Advertisement

County works to clear sand-clogged, stagnant canal in Newport

Karl Post noticed last week that it had been high tide for an awfully long time in his Newport Beach neighborhood.

Post lives in Newport Shores, a community along a canal that juts from the Santa Ana River just above Coast Highway.

Homes line the waterway where residents kayak, paddleboard and swim.

Typically, seawater cycles in and out of the area with the tides. As the ocean pushes into the river mouth, it fills the nearby canal up to about 15 feet deep, according to neighbors.

Advertisement

But Post said he noticed Sept. 23 that the water level was staying at its highest point.

Crossing over the riverbed below Coast Highway, he could see why.

When Hurricanes Marie and Norbert churned through the Pacific in August and September, they kicked up heavy surf along the Newport coast. It turns out they had a lingering effect in Newport Shores.

The massive waves pushed so much sand up the beach that it blocked the river mouth, meaning water couldn’t flow in or out of the canal, according to neighbors and Orange County Public Works.

“It was totally blocked off from the ocean,” Post said.

In his 15 years of living in Newport Shores, Post had never seen the channel blocked like that.
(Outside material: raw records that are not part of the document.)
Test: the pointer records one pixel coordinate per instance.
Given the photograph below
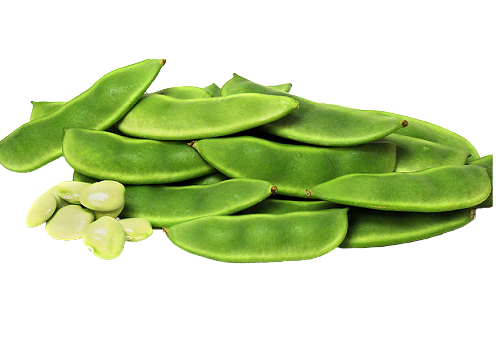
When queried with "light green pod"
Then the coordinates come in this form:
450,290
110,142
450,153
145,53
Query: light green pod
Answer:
280,206
161,117
487,163
213,89
431,132
186,92
317,123
41,210
136,230
68,223
105,238
164,206
107,156
43,108
104,196
374,228
293,168
262,238
70,191
39,142
433,190
416,154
Residents weren’t even sure who to call to fix the problem.

“I think all day [Sept. 25] we spent trying to figure out who to talk to,” said resident Michelle Steinhardt.
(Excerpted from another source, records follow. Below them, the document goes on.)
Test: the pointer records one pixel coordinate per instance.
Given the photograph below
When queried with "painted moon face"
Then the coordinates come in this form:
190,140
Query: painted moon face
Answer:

Eventually, Steinhardt, Post and others were able to catch the ear of public works officials, who sent crews Wednesday morning to start pushing away the sand.

Residents prodded the county to get something done as they watched their usually clear waterway start to accumulate algae and develop a distinct smell.

“All the sea life was in danger with the stagnant water,” Post said.

Neighbors passed around a photo of a stingray found dead in the canal, and they started worrying about sand sharks and other species they would normally find healthy in the water.

On Tuesday, OC Public Works spokesman Shannon Widor contacted Newport Shores residents to tell them the recent weather had indeed caused the sand build-up and that the county would start work the next day to get the canal back to normal.

High tide will interrupt the work periodically, but Widor said crews hope to be finished by Oct. 10.

Post hopes they’ve already cleared enough sand to let the tide in and out. “If that happens, Mother Nature will take its course and water will start to flow,” he said.